Vast amounts of data are generated by people talking to people (Facebook), machines talking to machines (EDI), and the internet of things, involving sensors collecting and sharing data, but ordinary data processing, involving traditional business intelligence using databases, does not work, says Mr O'Brien. But if the information can be structured efficaciously then those who run global supply chains can seriously cut their exposure to supply risks and even improve predicted demand.
By using big data in this way one fuel retailer, for example, employed sensors at its network of service stations and convenience stores so that it would know in almost real time what its fuel/product mix and consumption rates were in each of its geographical territories. Such incoming point-of-sale data also tells it in which mixes of products besides fuel work best by geographical area so it can tailor offers accordingly. The result is faster time to market with offers and better revenue positioning and agility because offers can be instantaneously changed to respond to customer demand shifts.

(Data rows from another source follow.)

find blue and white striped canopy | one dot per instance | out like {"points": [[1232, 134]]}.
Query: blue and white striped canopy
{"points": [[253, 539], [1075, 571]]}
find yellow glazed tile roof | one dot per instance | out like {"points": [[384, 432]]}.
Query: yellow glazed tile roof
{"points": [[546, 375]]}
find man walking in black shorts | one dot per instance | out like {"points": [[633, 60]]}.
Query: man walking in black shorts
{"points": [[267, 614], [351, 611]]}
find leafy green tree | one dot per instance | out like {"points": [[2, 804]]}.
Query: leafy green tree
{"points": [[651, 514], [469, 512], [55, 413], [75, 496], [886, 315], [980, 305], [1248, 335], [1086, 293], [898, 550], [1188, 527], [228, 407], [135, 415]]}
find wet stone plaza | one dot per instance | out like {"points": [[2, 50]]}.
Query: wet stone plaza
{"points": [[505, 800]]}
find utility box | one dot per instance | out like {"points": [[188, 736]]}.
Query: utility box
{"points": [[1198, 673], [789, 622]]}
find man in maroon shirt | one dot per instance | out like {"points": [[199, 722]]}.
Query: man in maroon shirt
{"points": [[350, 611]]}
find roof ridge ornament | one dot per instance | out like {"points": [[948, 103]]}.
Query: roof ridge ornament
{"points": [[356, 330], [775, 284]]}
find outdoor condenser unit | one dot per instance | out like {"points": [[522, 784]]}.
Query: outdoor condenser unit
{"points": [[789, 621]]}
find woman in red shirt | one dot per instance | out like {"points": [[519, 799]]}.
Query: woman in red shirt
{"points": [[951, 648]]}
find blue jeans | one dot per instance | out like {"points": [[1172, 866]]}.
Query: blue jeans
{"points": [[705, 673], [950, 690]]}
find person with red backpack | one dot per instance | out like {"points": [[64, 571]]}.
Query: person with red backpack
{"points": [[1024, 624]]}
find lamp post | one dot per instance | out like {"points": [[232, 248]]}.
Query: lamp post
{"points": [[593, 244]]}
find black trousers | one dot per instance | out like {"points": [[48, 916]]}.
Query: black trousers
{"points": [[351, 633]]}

Market response time is key
This emphasis on time-to-market can be a game-changer for many businesses because it means that their supply chains are their competitive advantage. Zara, the world's leading clothing retailer, built its empire on the unconventional premise that speed and responsiveness are more important than product cost and so it is renowned for its ability to deliver new clothes to stores quickly and in small batches. Another key, successful plus for them is that Zara controls more of its manufacturing than do most retailers and so is less of a hostage to fortune when natural, political and social risks erupt to disrupt far-flung supply sources.

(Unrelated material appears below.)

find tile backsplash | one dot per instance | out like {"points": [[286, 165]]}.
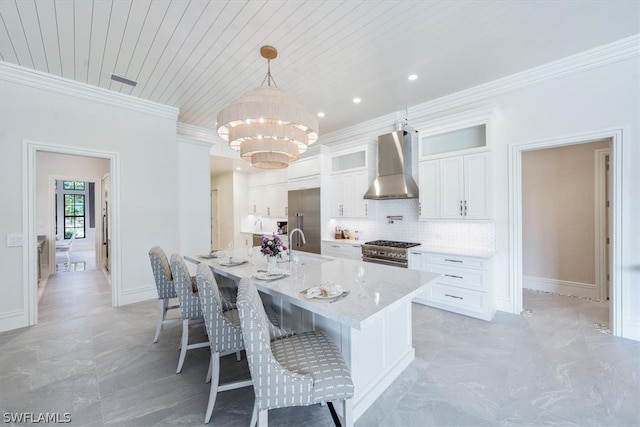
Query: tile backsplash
{"points": [[463, 234]]}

Perhaps mindful of the Japanese tsunami in 2011, one large manufacturer has used big data to minimise exposure to risk in its global supply chain by overlaying its geographical supply chain locations with weather statistics for tornadoes, hurricanes and earthquakes. It also then calculates the probabilities of natural disasters occurring through a predictive analytics program. The result is that the company now has a way to orchestrate its suppliers so that it has back-up plans if a key supplier gets hit by a disaster and the incident takes down production.

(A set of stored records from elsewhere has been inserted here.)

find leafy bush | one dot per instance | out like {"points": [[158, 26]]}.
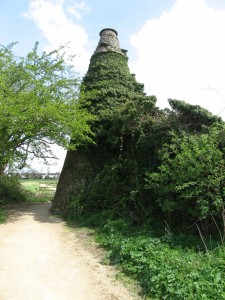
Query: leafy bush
{"points": [[162, 271], [11, 190]]}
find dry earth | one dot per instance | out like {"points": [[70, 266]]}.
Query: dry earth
{"points": [[40, 259]]}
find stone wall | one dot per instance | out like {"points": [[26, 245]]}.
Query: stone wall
{"points": [[109, 42]]}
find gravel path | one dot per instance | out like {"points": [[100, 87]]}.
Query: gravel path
{"points": [[40, 259]]}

In a JIT-dominated supply chain, having a robust, disaster recovery plan is indispensable but global logistics is still exposed by the concentration of too much supply of one key product in one factory. The Japanese tsunami exposed the folly of this because Japan is a choke point for about 95 products key to the auto industry and consumer electronics. When that disaster struck it disrupted just one factory producing 40% of the world's microcontrollers used in cars, leading to idled car plants around the world and multi-billion pound losses in production and profits. Now might be a good time to hold stocks of such small components in higher amounts at point of final assembly, given that the extra costs of holding such inventory would only be a small fraction of, say, a car's cost, if the supplier controls a worrying percentage of world output in a disaster-prone region.
It would be difficult to single out any business discipline more complex and demanding than logistics. It is not simply a job trying to arrange a supply chain most effectively, or trying to manage production flows in factories and warehouses efficiently. It involves grappling with socio-geopolitical issues that could disrupt global supply chains; in short dealing with numerous what-if scenarios. It could even involve the input of bad corporate governance on consumer sentiment. Many leading global players, for example, use Far Eastern labour by subcontractors where working conditions are often atrocious. One huge Chinese-based supplier to the mobile phone and computer industries became so concerned over staff suicides relating to working conditions and pay that it reportedly asked new employees to sign contracts promising not to commit hara-kiri. But poor corporate governance, like use of child labour and morally repugnant, though legal, tax avoidance schemes has led to effective consumer boycotts. It is every boardroom's worst nightmare and there is no reason why we should not see more of these problems and so logisticians should take note.